Having achieved a level of stardom in the early to mid-'70s not far below that of his Memphis neighbor, Green had also verged into parallel realms of superstar danger—hot grits in the bath, anyone?—before finding his Lord and embarking on a musical ministry. By the end of '79, following an injury during a show that he took as a sign from God, Green would cease making secular albums for nearly a quarter-century and devote himself to gospel music and his church and its members (hence the hair salon to employ some of his congregants).

On that winter day in 1979, Green's 1,000-watt grin and gleam in his eyes matched his restless energy to indicate that the Spirit was not just within him but brimming out from his soul. He played a sample of the gospel music that he'd been recording for his visitor—"Up the Ladder to the Roof," also a 1970 hit for the Supremes (their first without Diana Ross). With his trademark voice swooping from soulful growl to sweet falsetto, Green delivered a double-whammy that brought out the spirituality in the number yet also echoed the sexiness of the secular hits earlier in the decade that made him a star. Though it would be seven years until the track finally appeared on his Trust in God album, it proved to be such an unshakable ear worm that it echoed over and over in this writer's mind for years to follow, whetting my appetite to hear it again.

And as Green devoted his considerable talents and energies to God, his pop hits such as "Let's Stay Together," "I'm Still in Love With You," "Call Me (Come Back Home)" and "Here I Am (Come and Take Me)" also continued to echo in the secular world as the apotheosis of sensual soul, thanks to a mix of the languid struts of their grooves, lusty brass parts and swooning strings, all of it topped by Green's near-miraculously emotive and supple singing. And on his recent return to making popular music with his last two albums, I Can't Stop and Everything's Okay—on which he was reunited with Willie Mitchell, the producer behind his 1970s milestones—the Al Green of yore is back in full form and force. He was saved by the Lord, and thank God, so was his talent.

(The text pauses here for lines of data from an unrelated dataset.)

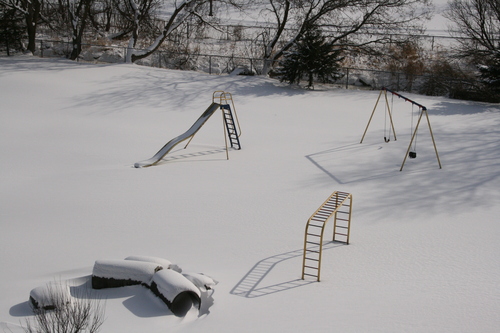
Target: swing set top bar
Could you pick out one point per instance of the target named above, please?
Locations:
(405, 98)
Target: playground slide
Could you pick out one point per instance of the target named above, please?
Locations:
(172, 143)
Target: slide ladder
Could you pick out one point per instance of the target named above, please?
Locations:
(232, 125)
(339, 206)
(232, 133)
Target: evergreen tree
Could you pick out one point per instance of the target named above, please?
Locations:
(312, 57)
(12, 29)
(490, 74)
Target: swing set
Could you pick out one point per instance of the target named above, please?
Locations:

Today's Al Green makes religiosity sound downright sexy and vice-versa, uniting the sacred-versus-profane duality into something that touches both the lower body and higher spirit. He's not just a soul survivor—as is also Etta James, who shares the bill at this week's show with a lusty roar of a voice that similarly melds struggle and triumph—but a living and still inspirational exemplar of the Golden Age of R&B (alongside Sam Moore and Solomon Burke). Green's an oldie but not just a goodie and is, in fact, a truly great one, and for the price of admission alone, you can bask in the presence of both a king and the Lord. And that, brothers and sisters, is one helluva heavenly deal indeed.